Washington is worried that using Shiite militias, many of which have a record of brutal human-rights abuses, to retake cities like Ramadi risks alienating Iraq's Sunni population. The Sunni population of Anbar province is now caught between harsh ISIS rule and possible liberation by militias they loathe.
Al-Ameri insists is under the command of the Baghdad government though he once fought against Iraq for Iran's revolutionary forces in the 1980s. "I take my orders from Baghdad, not Tehran," he said. "Every operation is authorized by the prime minister."
He added: "America is not and never has been my enemy."

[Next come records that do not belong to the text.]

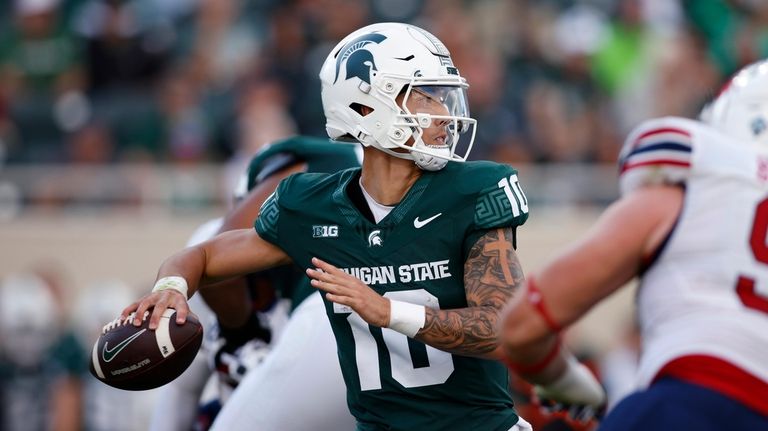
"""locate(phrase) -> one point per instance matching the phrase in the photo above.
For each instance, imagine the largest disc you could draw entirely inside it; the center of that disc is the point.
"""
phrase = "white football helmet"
(741, 108)
(374, 67)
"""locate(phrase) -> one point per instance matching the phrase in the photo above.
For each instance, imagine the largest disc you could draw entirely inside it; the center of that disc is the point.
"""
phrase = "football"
(136, 358)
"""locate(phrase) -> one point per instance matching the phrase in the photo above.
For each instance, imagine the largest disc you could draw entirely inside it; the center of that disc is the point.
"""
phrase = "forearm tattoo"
(492, 274)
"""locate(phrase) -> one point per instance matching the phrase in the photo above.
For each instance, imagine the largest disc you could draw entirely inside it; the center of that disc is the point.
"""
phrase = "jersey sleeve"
(500, 202)
(266, 224)
(657, 152)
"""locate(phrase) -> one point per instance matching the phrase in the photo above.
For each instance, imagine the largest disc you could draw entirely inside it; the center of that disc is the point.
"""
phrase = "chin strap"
(429, 162)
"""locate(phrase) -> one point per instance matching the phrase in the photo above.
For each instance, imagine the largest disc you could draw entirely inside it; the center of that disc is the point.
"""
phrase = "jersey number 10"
(758, 241)
(435, 370)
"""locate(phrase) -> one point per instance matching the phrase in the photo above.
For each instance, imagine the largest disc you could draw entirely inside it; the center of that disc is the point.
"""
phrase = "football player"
(300, 370)
(431, 235)
(692, 223)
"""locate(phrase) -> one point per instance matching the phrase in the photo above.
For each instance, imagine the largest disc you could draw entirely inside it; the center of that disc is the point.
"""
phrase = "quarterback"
(692, 223)
(434, 235)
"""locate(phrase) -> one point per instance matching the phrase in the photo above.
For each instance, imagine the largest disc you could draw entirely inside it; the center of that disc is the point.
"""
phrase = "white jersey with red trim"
(706, 294)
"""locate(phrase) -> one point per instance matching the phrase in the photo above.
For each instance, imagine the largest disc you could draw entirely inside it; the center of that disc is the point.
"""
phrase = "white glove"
(577, 386)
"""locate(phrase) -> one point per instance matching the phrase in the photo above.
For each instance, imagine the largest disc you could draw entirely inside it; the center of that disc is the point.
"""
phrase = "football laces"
(121, 322)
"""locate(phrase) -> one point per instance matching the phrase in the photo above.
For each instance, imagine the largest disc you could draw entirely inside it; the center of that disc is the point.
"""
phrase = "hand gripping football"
(136, 358)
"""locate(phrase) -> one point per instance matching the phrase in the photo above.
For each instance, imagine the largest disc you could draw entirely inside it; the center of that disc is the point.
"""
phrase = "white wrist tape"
(406, 318)
(577, 385)
(173, 282)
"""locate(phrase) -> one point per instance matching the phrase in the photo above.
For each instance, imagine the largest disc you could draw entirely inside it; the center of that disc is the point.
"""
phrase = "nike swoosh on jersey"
(418, 224)
(108, 354)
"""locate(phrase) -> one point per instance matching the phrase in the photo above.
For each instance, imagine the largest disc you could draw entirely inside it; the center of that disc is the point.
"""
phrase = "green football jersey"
(320, 155)
(415, 254)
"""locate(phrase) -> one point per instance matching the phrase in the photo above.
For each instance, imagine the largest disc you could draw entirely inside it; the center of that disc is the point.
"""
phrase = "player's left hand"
(342, 288)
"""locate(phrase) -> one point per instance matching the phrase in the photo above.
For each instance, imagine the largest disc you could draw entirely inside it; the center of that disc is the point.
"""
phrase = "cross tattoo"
(503, 247)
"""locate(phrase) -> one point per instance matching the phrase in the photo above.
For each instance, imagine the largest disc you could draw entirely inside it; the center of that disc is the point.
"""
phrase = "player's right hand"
(158, 301)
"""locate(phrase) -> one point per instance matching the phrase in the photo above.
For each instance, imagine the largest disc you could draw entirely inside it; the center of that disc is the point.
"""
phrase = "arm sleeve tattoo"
(492, 274)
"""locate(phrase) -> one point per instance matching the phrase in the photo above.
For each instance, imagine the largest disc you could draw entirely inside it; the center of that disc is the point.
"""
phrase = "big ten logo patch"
(325, 231)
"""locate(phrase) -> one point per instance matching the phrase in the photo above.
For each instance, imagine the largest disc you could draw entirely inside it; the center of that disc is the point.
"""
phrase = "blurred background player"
(693, 224)
(301, 370)
(41, 364)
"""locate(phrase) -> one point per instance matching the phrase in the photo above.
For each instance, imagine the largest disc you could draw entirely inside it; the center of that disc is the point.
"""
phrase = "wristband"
(173, 282)
(406, 318)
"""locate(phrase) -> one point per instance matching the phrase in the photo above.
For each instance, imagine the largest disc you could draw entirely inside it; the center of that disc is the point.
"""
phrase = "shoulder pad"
(658, 151)
(499, 199)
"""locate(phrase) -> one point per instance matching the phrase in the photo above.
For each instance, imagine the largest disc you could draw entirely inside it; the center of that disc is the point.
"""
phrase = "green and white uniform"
(415, 254)
(320, 155)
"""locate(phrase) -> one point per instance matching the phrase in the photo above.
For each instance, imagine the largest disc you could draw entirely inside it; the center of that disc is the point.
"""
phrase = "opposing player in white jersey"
(692, 223)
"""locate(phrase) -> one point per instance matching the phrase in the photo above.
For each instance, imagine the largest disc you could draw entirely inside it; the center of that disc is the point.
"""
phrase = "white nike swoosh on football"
(418, 224)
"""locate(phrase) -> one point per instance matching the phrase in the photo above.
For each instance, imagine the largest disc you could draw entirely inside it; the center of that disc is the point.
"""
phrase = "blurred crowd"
(191, 81)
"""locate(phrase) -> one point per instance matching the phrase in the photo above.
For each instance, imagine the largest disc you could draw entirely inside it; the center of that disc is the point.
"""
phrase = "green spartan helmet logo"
(374, 239)
(359, 60)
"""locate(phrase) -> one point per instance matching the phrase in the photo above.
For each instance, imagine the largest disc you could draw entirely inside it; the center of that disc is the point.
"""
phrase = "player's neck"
(387, 179)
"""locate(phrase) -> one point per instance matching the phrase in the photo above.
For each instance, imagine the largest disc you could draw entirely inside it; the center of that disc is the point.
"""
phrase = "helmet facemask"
(435, 120)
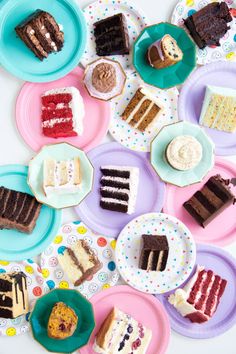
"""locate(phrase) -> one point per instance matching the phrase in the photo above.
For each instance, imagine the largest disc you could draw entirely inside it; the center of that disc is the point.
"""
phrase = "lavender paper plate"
(224, 318)
(151, 190)
(192, 96)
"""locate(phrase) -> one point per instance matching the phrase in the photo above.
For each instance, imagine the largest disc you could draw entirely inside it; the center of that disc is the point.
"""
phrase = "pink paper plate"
(144, 308)
(28, 114)
(222, 230)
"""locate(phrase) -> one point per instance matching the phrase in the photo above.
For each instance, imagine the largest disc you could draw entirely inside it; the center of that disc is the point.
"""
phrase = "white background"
(14, 150)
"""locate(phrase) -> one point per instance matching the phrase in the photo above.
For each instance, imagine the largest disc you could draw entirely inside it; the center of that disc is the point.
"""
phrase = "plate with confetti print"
(227, 49)
(180, 261)
(133, 138)
(98, 10)
(103, 247)
(36, 287)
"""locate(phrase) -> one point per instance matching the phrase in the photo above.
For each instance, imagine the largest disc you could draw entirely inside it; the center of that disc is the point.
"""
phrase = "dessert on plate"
(184, 152)
(208, 25)
(61, 177)
(13, 295)
(199, 299)
(142, 110)
(41, 33)
(18, 210)
(121, 333)
(154, 253)
(111, 36)
(209, 202)
(164, 52)
(62, 112)
(62, 321)
(119, 188)
(79, 262)
(104, 79)
(219, 109)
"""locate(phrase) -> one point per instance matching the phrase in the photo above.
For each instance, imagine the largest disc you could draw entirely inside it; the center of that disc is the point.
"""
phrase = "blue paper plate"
(14, 245)
(21, 61)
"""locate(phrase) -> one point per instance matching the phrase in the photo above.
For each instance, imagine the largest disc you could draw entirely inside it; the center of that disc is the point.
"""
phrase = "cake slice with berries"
(62, 112)
(122, 334)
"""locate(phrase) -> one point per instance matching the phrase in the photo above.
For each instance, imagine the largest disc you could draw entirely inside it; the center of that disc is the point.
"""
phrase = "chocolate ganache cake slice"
(41, 33)
(154, 253)
(13, 295)
(214, 197)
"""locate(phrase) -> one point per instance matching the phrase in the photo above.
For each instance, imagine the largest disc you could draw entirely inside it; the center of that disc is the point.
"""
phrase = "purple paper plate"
(151, 191)
(224, 318)
(192, 96)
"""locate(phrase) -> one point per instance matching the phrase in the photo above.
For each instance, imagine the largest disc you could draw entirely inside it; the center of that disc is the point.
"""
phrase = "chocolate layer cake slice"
(154, 253)
(18, 210)
(208, 25)
(41, 33)
(111, 36)
(215, 196)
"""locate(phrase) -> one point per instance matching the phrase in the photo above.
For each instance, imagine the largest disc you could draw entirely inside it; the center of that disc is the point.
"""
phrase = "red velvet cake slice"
(199, 299)
(62, 112)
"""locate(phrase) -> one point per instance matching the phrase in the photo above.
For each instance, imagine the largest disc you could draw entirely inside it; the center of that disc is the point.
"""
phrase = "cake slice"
(120, 333)
(209, 202)
(154, 253)
(41, 33)
(79, 262)
(61, 177)
(219, 109)
(13, 295)
(142, 110)
(119, 187)
(62, 112)
(199, 299)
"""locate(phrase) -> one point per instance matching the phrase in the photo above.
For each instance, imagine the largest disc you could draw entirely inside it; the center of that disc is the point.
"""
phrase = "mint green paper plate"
(172, 75)
(169, 174)
(40, 316)
(60, 151)
(15, 245)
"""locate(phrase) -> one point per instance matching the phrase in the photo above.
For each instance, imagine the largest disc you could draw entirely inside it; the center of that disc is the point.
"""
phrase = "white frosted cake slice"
(122, 334)
(219, 109)
(63, 177)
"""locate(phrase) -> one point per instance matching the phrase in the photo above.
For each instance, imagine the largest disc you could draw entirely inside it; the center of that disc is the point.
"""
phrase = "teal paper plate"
(15, 245)
(169, 174)
(20, 61)
(60, 151)
(172, 75)
(40, 316)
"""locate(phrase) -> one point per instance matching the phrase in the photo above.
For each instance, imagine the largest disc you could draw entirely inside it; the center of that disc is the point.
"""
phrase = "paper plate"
(15, 245)
(218, 232)
(36, 287)
(21, 61)
(150, 196)
(181, 258)
(68, 234)
(61, 151)
(133, 138)
(144, 308)
(101, 9)
(192, 96)
(227, 50)
(222, 263)
(40, 316)
(172, 75)
(168, 173)
(28, 114)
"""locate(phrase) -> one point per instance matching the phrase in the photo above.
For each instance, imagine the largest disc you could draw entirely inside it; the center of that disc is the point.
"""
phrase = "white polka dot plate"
(103, 247)
(98, 10)
(181, 258)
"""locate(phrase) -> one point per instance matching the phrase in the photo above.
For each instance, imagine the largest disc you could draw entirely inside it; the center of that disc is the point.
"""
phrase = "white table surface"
(14, 150)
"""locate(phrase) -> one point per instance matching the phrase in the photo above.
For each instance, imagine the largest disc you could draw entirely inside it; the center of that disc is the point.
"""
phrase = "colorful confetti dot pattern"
(181, 259)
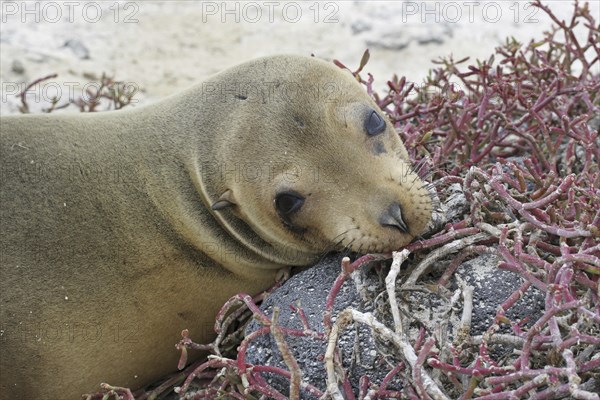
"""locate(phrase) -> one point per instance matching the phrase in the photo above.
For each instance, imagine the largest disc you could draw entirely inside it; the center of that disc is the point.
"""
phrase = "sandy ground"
(165, 46)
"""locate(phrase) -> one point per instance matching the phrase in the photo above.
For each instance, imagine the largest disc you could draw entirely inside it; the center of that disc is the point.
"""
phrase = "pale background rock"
(165, 46)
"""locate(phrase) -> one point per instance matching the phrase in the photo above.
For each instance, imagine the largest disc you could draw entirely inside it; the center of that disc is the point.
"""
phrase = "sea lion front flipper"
(226, 200)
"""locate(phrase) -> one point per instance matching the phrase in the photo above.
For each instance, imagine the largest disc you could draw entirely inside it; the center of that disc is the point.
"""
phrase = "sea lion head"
(325, 168)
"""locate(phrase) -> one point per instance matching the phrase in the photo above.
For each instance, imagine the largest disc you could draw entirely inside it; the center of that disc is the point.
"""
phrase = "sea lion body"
(121, 229)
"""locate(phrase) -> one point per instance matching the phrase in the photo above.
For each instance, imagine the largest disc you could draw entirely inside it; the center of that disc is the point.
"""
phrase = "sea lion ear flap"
(226, 200)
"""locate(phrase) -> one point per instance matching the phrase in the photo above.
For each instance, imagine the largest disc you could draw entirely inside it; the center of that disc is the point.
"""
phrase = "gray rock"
(78, 48)
(17, 67)
(362, 354)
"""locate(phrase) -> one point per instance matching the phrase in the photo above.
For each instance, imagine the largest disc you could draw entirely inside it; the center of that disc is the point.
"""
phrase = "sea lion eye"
(374, 124)
(287, 203)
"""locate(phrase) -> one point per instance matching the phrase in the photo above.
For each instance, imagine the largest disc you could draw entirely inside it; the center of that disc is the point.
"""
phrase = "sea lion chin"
(121, 229)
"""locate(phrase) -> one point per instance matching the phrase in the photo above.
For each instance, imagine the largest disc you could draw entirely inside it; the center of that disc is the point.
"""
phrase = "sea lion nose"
(393, 218)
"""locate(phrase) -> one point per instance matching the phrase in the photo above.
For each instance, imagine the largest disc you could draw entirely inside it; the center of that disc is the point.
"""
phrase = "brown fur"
(110, 246)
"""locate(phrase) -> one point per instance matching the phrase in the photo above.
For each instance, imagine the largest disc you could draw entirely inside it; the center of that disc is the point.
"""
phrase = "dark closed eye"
(374, 124)
(287, 203)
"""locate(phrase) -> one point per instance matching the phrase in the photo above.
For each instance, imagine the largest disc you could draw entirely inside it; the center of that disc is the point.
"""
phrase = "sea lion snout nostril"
(393, 218)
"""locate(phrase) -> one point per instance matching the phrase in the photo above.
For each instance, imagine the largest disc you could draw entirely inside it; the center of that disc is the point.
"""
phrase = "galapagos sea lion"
(120, 229)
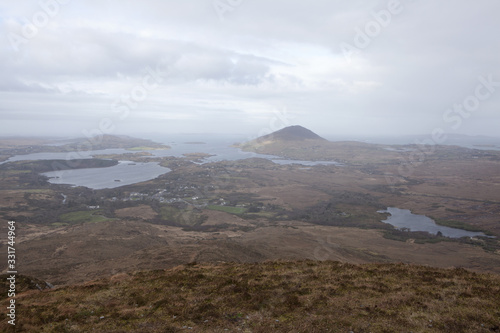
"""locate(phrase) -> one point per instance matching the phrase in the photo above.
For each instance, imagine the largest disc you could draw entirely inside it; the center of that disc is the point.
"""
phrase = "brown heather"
(283, 296)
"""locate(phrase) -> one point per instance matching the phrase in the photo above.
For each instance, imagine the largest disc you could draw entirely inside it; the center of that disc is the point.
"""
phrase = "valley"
(253, 210)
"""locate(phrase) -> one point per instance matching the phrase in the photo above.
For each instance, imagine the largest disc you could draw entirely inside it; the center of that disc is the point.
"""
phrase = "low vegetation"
(283, 296)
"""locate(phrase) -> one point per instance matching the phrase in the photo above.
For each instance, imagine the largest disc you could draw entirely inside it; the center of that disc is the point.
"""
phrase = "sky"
(250, 67)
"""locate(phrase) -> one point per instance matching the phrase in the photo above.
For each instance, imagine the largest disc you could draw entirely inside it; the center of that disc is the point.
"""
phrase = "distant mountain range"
(291, 133)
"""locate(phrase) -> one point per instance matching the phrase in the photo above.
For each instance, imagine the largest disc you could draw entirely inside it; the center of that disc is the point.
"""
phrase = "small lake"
(124, 173)
(403, 218)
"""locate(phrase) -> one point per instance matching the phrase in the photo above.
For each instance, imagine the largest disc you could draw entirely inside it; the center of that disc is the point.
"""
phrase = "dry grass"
(291, 296)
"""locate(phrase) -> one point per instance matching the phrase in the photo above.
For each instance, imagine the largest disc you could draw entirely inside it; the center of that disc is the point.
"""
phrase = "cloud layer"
(238, 66)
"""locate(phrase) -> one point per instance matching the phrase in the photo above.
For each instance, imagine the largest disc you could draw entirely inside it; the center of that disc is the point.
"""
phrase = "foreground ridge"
(282, 296)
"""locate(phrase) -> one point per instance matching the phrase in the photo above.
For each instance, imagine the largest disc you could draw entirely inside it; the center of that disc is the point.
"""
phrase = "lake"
(403, 218)
(124, 173)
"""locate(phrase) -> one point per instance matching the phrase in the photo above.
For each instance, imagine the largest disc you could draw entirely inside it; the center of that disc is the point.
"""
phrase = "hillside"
(292, 133)
(297, 142)
(277, 296)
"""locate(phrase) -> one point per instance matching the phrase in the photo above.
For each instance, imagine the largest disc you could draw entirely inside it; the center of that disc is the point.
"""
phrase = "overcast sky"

More than 20 percent of Iraqis are Sunni. Enmity has existed between Shiites and Sunnis for around 1,400 years, and stems from the conflicting beliefs on who should lead the faithful. According to Shiites, leadership ought to be handed down through Muhammad's descendants, such as Hussein, while Sunnis believe power should have passed first to the Prophet's companions and then a series of "caliphs" chosen by the faithful.
Al-Ameri claimed his men had already cleared ISIS from a large area near Ramadi but they won't begin an assault on the city until the supply lines to the nearby city of Fallujah, also under ISIS control, have been cut. He told NBC News that "it will be easy to liberate Ramadi ... in weeks, not months," once his forces have finished the "battle of Fallujah."
While American airstrikes "could be very important" and U.S. trainers would help the Iraqi army, al-Ameri insisted militias could take Ramadi alone. "We stopped ISIS when they were 12 to 15 miles from Baghdad," he claimed.
As to that claim, U.S. officials pointed out that heavily armed U.S. Army Apache attack helicopters played a major role in that operation against ISIS fighters who were “in the open and fully exposed.”
At the same time, senior military officials told NBC News, U.S. military advisers share the Al-Assad military base with Shiite militia, “but we don’t come into contact for any reason.” The officials also acknowledged that U.S. warplanes and armed drones will launch airstrikes to protect Shiite militia operating under the control of Iraqi military commanders.
Earlier, al-Ameri hosted the U.S. Ambassador to Iraq Stuart Jones at his house in the capital's heavily protected Green Zone.
The reason for the Jones' visit with al-Ameri on Friday was unclear but America's relationship with the Shiite militias is complex. They share a common enemy in ISIS. But the U.S. refused to conduct airstrikes around Tikrit in support of the militia attack, insisting it would work only with the Iraqi army.
Abu Mahdi al-Muhandis, the senior commander of the militias, is on the U.S. government’s list of designated terrorists for his involvement in the Iraqi insurgency. But like the U.S., he now is fighting against ISIS.